Most clusters have clear roles, and the detailed routing guidance separates ask_pipeworx from deep_research and grounded mode. However, three ask_pipeworx variants (one currently identical to stable), plus overlapping opportunity-discovery tools (polymarket_edges vs bet_research) and discovery/onboarding tools (discover_tools vs suggest_questions), leave several boundary cases where an agent could select the wrong tool.

Naming Consistency3/5

Many tools group under readable prefixes (ask_pipeworx, cambridge_, polymarket_, pipeworx_) and are mostly snake_case.

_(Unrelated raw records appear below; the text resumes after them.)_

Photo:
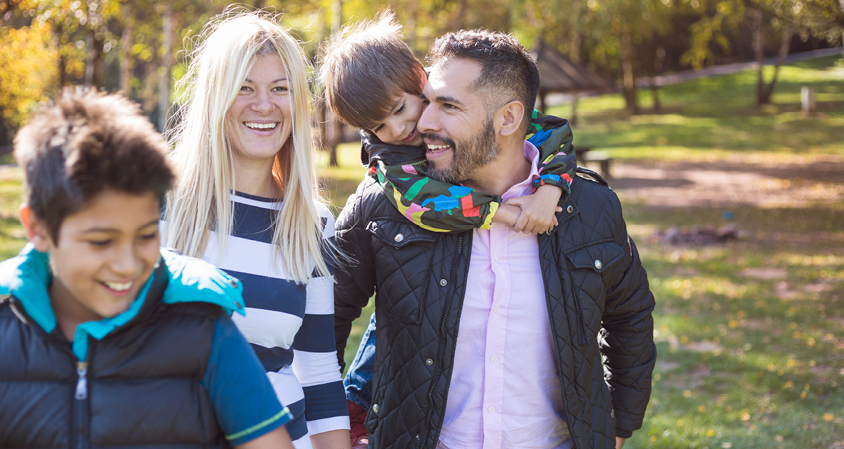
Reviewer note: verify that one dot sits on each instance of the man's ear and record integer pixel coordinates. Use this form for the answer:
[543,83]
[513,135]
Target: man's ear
[508,118]
[36,232]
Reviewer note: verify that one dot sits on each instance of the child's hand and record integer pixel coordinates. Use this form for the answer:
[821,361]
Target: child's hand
[538,210]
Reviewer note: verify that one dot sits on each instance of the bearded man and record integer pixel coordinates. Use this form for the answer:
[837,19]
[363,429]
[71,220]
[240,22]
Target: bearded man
[492,338]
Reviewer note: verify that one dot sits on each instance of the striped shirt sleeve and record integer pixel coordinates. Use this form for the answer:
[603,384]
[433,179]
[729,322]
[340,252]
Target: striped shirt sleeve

But the set mixes bare verbs (remember, recall, forget), verb_noun actions (resolve_entity, validate_claim), and noun-phrase names (entity_profile, recent_changes, polymarket_fill_risk), so no single convention predicts the full API.

Tool Count2/5

34 tools is well into the 'too many' band, and the count is inflated by a kitchen-sink mix of data querying, prediction-market analysis, memory, subscriptions, feedback, llms.txt generation, and npm scanning. The server name 'Data Cambridge' suggests a narrow local-data scope, which makes the sprawl look even less appropriate.

Completeness3/5

Individual verticals are fairly complete: query/grounded/beta router levels, entity resolution/profile/compare/change, prediction-market discovery through fill-risk, and full memory and subscription CRUD. The major gap is discover_tools, which returns tools promoted as ready to call directly but no generic invocation tool is exposed, so the agent must route back through ask_pipeworx.